Alchemy RecipeIntermediateworkflow

Academic paper research and literature review synthesis

Published

Academic researchers spend weeks extracting information from dozens of papers, manually copying passages into spreadsheets, then synthesising findings across documents. You read a paper in PDF format, switch to another tool to understand complex concepts, then copy summaries into a third application. Each handoff is a friction point, a place where focus breaks and time drains away............. For more on this, see Academic research paper summarisation and citation extrac.... For more on this, see Academic research synthesis and citation-ready literature....

This workflow becomes worse at scale.
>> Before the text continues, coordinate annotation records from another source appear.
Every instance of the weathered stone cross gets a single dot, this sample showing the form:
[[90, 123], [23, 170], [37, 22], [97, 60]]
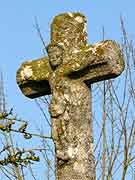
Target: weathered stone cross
[[70, 67]]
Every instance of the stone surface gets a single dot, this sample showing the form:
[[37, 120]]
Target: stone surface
[[71, 66]]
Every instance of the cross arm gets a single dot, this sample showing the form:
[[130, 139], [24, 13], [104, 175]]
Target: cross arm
[[32, 78], [97, 62]]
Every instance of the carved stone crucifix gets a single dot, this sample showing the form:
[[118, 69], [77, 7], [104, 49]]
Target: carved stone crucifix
[[67, 73]]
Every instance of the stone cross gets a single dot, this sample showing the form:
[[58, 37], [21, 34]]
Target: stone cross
[[67, 73]]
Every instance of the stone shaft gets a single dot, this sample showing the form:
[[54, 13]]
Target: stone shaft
[[67, 73]]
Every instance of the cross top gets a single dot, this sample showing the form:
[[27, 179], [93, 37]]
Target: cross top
[[79, 60], [69, 31]]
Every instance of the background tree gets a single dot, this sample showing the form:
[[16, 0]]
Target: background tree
[[114, 117]]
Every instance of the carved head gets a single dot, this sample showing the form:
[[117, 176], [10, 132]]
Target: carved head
[[55, 53], [69, 30]]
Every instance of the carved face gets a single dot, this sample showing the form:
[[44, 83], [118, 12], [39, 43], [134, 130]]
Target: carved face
[[55, 54]]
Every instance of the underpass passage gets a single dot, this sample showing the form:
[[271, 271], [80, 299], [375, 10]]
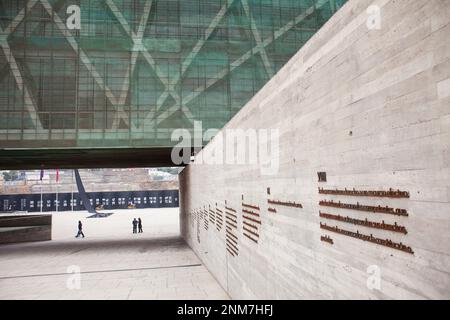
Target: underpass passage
[[110, 263]]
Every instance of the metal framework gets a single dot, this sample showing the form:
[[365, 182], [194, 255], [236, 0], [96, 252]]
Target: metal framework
[[138, 69]]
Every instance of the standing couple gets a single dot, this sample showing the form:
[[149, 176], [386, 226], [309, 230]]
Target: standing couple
[[137, 224]]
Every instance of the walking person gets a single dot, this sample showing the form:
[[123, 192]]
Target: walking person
[[135, 223], [80, 230]]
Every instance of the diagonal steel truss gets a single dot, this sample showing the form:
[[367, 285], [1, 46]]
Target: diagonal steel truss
[[139, 49]]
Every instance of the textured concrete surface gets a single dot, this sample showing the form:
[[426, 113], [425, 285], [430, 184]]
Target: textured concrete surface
[[371, 108], [113, 262]]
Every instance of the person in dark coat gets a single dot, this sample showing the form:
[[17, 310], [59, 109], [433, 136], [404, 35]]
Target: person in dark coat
[[80, 230]]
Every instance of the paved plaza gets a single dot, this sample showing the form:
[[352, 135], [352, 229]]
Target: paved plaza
[[110, 263]]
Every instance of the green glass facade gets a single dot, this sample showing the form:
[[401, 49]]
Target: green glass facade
[[138, 69]]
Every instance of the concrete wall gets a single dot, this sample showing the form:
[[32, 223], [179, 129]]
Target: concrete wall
[[371, 108], [26, 228]]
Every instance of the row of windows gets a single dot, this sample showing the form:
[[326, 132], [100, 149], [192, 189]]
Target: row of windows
[[104, 201]]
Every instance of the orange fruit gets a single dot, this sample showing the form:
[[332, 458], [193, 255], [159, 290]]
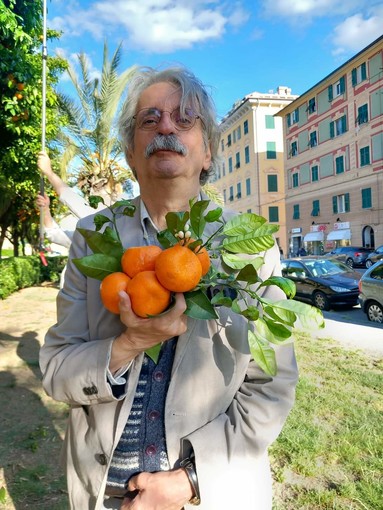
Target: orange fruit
[[109, 289], [147, 295], [202, 254], [139, 258], [178, 268]]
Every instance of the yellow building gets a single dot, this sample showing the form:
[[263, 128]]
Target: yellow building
[[334, 157], [251, 176]]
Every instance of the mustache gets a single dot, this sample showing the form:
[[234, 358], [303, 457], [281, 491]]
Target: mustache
[[167, 143]]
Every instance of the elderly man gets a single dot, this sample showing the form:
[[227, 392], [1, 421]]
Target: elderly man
[[193, 429]]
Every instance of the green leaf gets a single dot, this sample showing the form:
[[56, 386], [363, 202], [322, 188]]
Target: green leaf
[[236, 261], [251, 243], [199, 306], [197, 221], [154, 352], [288, 286], [213, 215], [248, 274], [262, 353], [243, 224], [97, 265], [102, 243], [308, 315]]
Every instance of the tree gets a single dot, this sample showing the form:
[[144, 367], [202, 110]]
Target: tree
[[20, 116], [90, 139]]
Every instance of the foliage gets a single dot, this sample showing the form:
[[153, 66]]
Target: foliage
[[239, 245], [90, 139], [21, 115], [20, 272]]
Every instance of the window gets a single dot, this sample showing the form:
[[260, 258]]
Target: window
[[338, 127], [313, 142], [359, 74], [237, 160], [247, 154], [270, 121], [248, 187], [337, 89], [271, 151], [316, 208], [272, 183], [339, 165], [341, 203], [362, 114], [312, 105], [366, 198], [364, 156], [273, 214], [314, 173]]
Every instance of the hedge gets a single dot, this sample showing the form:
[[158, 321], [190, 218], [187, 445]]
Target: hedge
[[20, 272]]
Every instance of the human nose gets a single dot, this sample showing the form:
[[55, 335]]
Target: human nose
[[165, 125]]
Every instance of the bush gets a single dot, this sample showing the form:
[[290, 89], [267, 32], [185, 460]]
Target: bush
[[20, 272]]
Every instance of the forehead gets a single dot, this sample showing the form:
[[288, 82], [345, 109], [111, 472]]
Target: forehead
[[162, 95]]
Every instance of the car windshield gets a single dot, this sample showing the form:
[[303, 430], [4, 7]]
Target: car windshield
[[326, 267]]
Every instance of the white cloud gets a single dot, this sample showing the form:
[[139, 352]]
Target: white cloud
[[156, 26], [357, 31]]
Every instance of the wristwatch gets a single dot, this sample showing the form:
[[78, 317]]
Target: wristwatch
[[188, 466]]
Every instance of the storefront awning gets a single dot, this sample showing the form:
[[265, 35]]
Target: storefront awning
[[313, 236], [338, 235]]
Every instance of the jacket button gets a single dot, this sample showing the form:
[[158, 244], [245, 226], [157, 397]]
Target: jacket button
[[101, 459]]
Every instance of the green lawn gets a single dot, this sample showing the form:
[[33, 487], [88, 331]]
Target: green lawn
[[330, 453]]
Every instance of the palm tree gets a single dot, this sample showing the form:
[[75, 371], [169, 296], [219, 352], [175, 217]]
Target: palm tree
[[89, 141]]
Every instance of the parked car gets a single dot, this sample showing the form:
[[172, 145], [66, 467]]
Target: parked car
[[353, 256], [322, 282], [371, 292], [374, 256]]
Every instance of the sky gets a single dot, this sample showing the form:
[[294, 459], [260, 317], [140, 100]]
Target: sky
[[235, 47]]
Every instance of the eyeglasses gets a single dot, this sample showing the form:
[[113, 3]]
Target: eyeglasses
[[149, 118]]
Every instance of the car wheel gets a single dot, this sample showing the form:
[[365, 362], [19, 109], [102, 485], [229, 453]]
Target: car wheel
[[350, 262], [321, 301], [374, 312]]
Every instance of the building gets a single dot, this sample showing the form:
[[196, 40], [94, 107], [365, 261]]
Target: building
[[334, 157], [251, 176]]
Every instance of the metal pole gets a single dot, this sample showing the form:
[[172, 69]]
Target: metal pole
[[43, 116]]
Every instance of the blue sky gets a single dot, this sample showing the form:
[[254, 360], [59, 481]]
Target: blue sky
[[234, 46]]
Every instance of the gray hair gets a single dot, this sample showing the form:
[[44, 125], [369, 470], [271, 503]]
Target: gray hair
[[193, 95]]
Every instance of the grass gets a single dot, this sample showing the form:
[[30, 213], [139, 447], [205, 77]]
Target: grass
[[330, 453]]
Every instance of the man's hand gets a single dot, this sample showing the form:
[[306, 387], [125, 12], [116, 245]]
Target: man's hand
[[141, 334], [165, 490]]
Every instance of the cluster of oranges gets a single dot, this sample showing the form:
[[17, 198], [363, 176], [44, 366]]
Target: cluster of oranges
[[150, 274]]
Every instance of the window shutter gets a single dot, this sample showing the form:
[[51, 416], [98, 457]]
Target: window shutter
[[347, 202], [363, 71], [332, 132], [335, 205], [353, 77], [342, 85]]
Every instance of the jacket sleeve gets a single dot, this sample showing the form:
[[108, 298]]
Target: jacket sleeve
[[231, 450], [75, 355]]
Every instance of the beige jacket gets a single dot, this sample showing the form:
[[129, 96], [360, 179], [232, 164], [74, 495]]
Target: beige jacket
[[219, 403]]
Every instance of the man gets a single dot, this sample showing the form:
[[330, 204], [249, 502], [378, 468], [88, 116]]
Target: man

When you're managing 50 papers for a literature review, you face exponential manual effort. You might use ChatGPT's document upload feature for one paper, then switch to ExplainPaper for clarification on a specific concept, then paste findings into a summary document. The data never flows automatically between these steps, so you're constantly context-switching and re-entering information.
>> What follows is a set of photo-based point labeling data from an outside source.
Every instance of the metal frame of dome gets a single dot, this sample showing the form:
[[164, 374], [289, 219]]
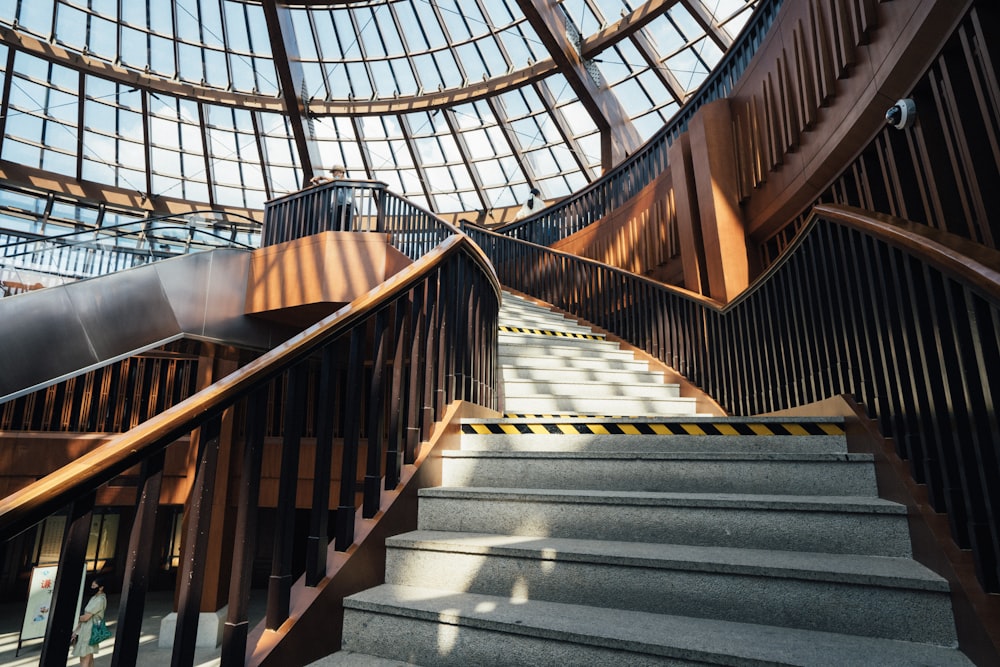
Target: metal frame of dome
[[231, 102]]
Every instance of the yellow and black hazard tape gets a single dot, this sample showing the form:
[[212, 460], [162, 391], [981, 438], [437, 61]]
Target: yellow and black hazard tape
[[549, 332], [656, 428]]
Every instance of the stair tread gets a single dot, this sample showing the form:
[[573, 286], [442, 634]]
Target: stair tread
[[865, 504], [644, 632], [855, 569], [676, 456], [653, 420]]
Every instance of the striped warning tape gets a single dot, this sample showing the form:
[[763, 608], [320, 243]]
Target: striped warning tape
[[658, 428], [549, 332]]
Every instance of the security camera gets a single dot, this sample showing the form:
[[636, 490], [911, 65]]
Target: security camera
[[902, 114]]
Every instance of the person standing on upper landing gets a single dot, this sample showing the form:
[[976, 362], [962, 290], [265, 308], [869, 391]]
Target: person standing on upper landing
[[534, 204], [342, 208], [337, 172], [94, 610]]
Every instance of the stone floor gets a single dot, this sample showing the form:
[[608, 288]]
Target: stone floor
[[157, 606]]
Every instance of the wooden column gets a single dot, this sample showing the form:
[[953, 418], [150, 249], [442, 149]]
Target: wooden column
[[713, 159], [692, 247]]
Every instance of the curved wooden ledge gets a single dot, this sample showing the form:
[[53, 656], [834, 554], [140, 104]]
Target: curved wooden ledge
[[21, 510], [965, 260]]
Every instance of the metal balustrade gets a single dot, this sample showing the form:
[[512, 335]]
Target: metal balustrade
[[29, 259], [627, 179], [372, 377], [353, 206], [860, 304]]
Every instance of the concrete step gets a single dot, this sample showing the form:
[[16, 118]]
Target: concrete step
[[579, 375], [693, 434], [560, 387], [810, 591], [522, 325], [679, 472], [618, 360], [527, 347], [599, 405], [467, 629], [834, 524]]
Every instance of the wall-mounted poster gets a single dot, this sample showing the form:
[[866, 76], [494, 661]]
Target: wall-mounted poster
[[36, 615]]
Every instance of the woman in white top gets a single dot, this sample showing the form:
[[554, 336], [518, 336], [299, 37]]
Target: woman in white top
[[94, 610], [534, 204]]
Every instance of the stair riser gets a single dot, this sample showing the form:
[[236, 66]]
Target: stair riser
[[558, 386], [832, 478], [551, 363], [426, 641], [627, 376], [604, 405], [873, 534], [541, 324], [553, 346], [829, 606], [553, 442]]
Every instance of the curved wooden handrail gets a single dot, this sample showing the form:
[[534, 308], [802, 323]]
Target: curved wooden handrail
[[26, 507], [718, 84], [967, 261]]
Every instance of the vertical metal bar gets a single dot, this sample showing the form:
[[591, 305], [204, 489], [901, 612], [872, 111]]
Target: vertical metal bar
[[415, 375], [279, 584], [138, 561], [397, 407], [431, 363], [319, 516], [344, 530], [376, 418], [62, 621], [192, 576], [236, 630]]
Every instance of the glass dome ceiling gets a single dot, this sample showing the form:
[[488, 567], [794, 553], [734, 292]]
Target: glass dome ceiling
[[460, 106]]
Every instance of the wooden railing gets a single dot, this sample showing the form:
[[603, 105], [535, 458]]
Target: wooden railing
[[352, 206], [904, 318], [32, 259], [376, 374], [628, 179]]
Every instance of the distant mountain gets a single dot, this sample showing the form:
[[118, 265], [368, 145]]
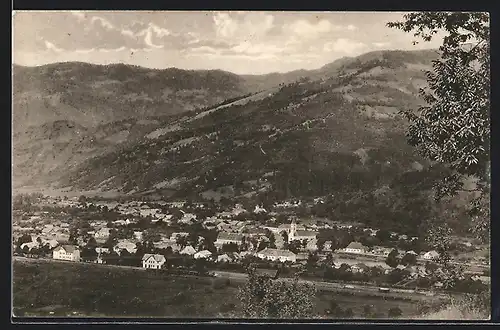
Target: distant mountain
[[95, 94], [118, 126], [334, 133], [342, 124]]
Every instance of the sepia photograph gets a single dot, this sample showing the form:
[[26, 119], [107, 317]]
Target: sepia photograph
[[266, 165]]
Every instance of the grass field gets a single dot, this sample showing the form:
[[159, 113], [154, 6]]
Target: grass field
[[63, 288]]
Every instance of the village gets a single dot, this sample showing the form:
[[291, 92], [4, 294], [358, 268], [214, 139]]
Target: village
[[202, 237]]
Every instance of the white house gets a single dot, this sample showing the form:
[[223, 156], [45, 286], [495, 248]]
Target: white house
[[102, 233], [224, 258], [153, 261], [259, 209], [189, 250], [125, 245], [202, 254], [66, 252], [277, 255], [138, 235], [100, 250], [30, 245], [228, 238], [52, 243], [174, 236], [430, 255], [354, 247]]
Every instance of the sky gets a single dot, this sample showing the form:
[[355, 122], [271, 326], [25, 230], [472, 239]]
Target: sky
[[239, 42]]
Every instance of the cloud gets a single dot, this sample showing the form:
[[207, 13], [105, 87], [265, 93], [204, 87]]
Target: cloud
[[225, 26], [343, 45], [81, 16], [304, 28], [52, 47], [244, 25], [381, 44], [104, 22], [257, 48]]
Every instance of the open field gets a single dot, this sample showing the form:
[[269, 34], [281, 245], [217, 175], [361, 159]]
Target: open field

The solution is to automate the entire pipeline: ingest PDFs, extract key insights, clarify complex sections, and generate a structured literature review. With the right combination of AI tools and an orchestration platform, you can have a system that processes 20 papers overnight and delivers a synthesised summary ready for further analysis. This is the Alchemy approach, where we eliminate manual handoffs entirely.

The Automated Workflow

We'll use three complementary AI tools and an orchestration platform to build a zero-handoff literature review system. Here's how they fit together:

  • Chat with PDF (by Copilotus) extracts structured information from academic papers and answers specific questions about their content.

  • ExplainPaper breaks down dense technical sections into plain language.

  • Resoomer AI generates concise summaries and identifies key themes across multiple documents.

The orchestration layer (we'll show examples for both Zapier and n8n) ties these together, passing data forward without manual intervention.

Choosing Your Orchestration Tool

For this workflow, I recommend n8n if you need fine-grained control over data transformation, or Zapier if you want simplicity with minimal configuration. Make (Integromat) works well too, but n8n's JSON editor gives you better flexibility when reshaping data between API calls.

Setting Up the Core Workflow

Step 1: Trigger and PDF Input

The workflow begins when you add a new PDF to a folder or submit one via webhook. For this example, we'll use a simple HTTP webhook trigger that receives the PDF URL and paper metadata (title, authors, publication year).

In n8n, create a webhook node:


POST /litreview-intake
Content-Type: application/json

{
  "pdf_url": "https://example.com/paper.pdf",
  "title": "Deep Learning in Medical Imaging",
  "authors": "Smith et al.",
  "year": 2023
}

In Zapier, use the Webhooks by Zapier trigger with the same JSON structure. When a PDF arrives via this webhook, the workflow begins automatically.

Step 2: Extract Content with Chat with PDF

The Chat with PDF API accepts a document URL and processes it for querying. You'll send several structured prompts to extract different types of information: research questions, methodologies, key findings, and conclusions.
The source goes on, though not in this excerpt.